Editorial n°1066

Sur la guerre qui fait rage entre l'Inde et le Pakistan
Il y a quelques mois encore, il était de rigueur, dans certains milieux, de s'en aller quérir en Inde la paix des hauteurs, le sens caché de la vie, la spiritualité qui nous fait si grand défaut de Sarcelles à Saint-Tropez, la sublime liberté, enfin, des hommes que n'aliènent ni la compétition, ni la consommation, ni la productivité.
Et puis voilà que l'Inde tue, en guerre avec le Pakistan pour des motifs que chacun peut comprendre, mais qui ne semblent pas relever précisément de la spiritualité. Plutôt de la compétition, de la sous-consommation, de la sous-productivité. Encore une illusion perdue pour les petits enfants de Katmandou.
De la terrasse où se trouvent MM. Chou En-lai et Brejnev, elle doit être excitante à soutenir, cette guerre. J'avance ma dame, tu retires ton fou, je ne prendrai pas ta tour...

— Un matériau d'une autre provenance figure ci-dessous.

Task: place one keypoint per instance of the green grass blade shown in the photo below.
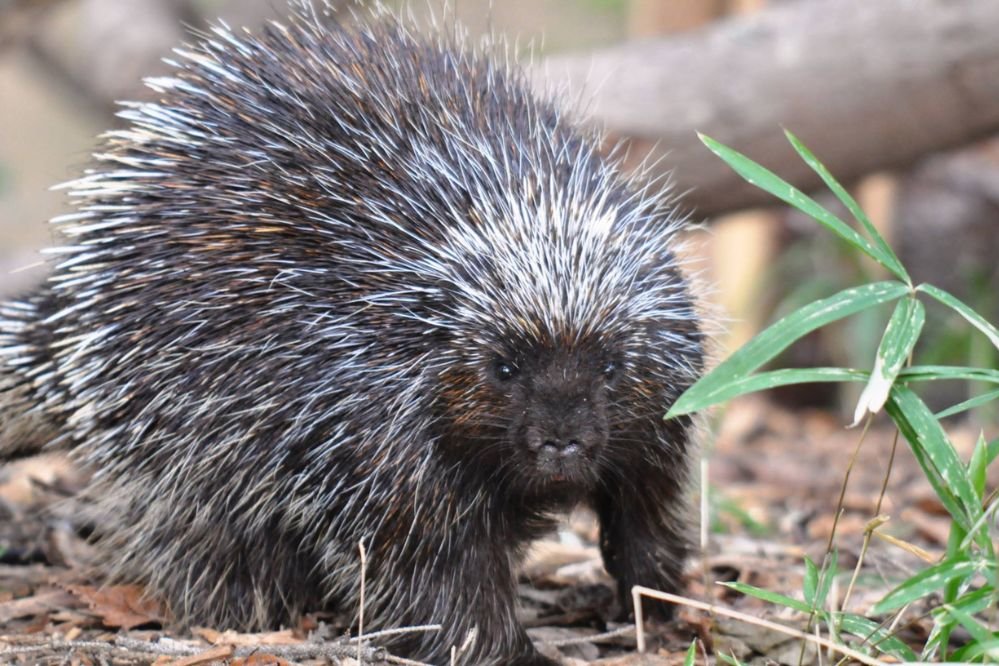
(691, 657)
(972, 602)
(826, 583)
(712, 388)
(768, 596)
(875, 635)
(991, 451)
(899, 338)
(892, 262)
(975, 319)
(971, 403)
(971, 652)
(768, 380)
(977, 466)
(811, 582)
(770, 182)
(978, 632)
(926, 581)
(928, 441)
(922, 373)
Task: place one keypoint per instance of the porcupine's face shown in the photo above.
(569, 342)
(556, 409)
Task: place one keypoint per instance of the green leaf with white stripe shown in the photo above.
(923, 373)
(875, 635)
(897, 343)
(970, 403)
(774, 378)
(975, 319)
(926, 581)
(936, 455)
(714, 387)
(691, 656)
(771, 597)
(892, 262)
(770, 182)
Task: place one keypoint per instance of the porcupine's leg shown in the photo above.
(468, 587)
(643, 538)
(25, 428)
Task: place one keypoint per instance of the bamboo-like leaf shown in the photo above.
(810, 582)
(978, 464)
(922, 373)
(926, 581)
(978, 632)
(897, 343)
(936, 455)
(771, 597)
(975, 319)
(893, 263)
(826, 583)
(875, 635)
(770, 182)
(970, 653)
(714, 386)
(970, 403)
(972, 602)
(691, 657)
(768, 380)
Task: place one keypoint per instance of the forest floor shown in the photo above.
(775, 480)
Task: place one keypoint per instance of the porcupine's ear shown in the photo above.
(24, 431)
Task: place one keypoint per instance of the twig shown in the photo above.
(638, 591)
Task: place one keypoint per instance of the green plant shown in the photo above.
(967, 578)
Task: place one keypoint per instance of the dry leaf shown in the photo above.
(122, 606)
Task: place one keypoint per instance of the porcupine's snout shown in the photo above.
(563, 442)
(564, 431)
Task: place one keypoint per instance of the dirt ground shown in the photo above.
(774, 476)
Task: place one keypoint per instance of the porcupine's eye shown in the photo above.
(504, 370)
(610, 371)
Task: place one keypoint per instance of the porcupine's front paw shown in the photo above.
(535, 659)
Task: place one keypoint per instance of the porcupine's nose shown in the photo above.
(561, 448)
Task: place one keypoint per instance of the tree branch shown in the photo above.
(867, 85)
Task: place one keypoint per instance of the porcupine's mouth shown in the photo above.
(562, 465)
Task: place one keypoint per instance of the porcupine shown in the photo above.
(344, 284)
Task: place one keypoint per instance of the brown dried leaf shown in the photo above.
(38, 604)
(285, 637)
(122, 606)
(260, 660)
(207, 657)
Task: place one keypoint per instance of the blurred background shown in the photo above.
(904, 108)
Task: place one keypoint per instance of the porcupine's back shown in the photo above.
(279, 276)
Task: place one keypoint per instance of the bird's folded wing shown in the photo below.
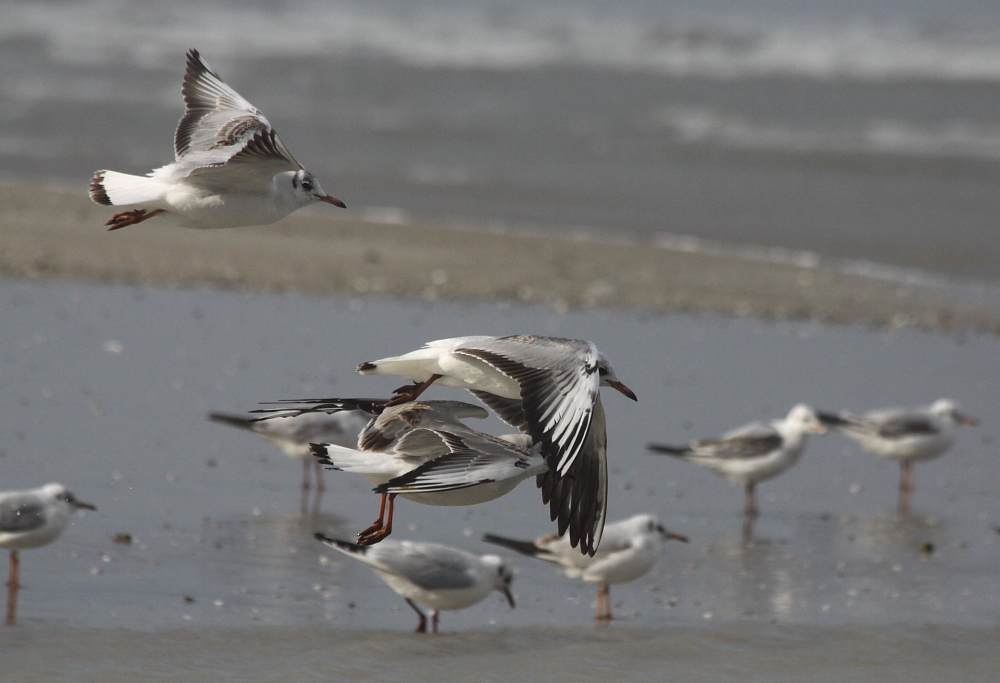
(468, 462)
(430, 566)
(21, 513)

A la place où se trouvent Mme Indira Gandhi et M. Yahia Khan, la situation est, sans doute, sensiblement moins confortable. J'avance mes divisions, tu retires les tiennes, je prends ta capitale, tu enfonces mon front... Mais c'est un jeu vieux comme le monde. Le plus ancien, avec la copulation, auquel se livrent en permanence les hommes. D'où l'on peut conclure que, s'il se perpétue, c'est qu'il ne va pas sans une manière de plaisir.
A la place où nous sommes, on ose à peine le dire au lieu de pleurer comme il conviendrait sur les nus et les morts. Mais il faut une fameuse dose d'hypocrisie pour conjurer des belligérants de faire trêve au nom de principes humanitaires, quand on a passé le plus clair de sa propre Histoire à faire la guerre. N'en auraient-ils pas le droit, eux aussi ?
Simplement, nous avons changé de braquet. Les sous-développés en sont encore aux armes à feu. Les pays industriels leur abandonnent l'usage de ce matériel obsolescent pour se consacrer, entre eux, à la guerre économique. Une guerre cruelle, aussi. Sans étendard et sans héros, qui ne fait pas de cadavres, mais qui fait parfois des chômeurs. Et il faut n'avoir jamais cherché du travail pour sous-estimer le malheur et l'humiliation de celui dont on n'a pas besoin, qui est en trop, dont on ne veut pas, dont on ne veut plus.
Néanmoins, mieux vaut être un chômeur vivant qu'un soldat mort.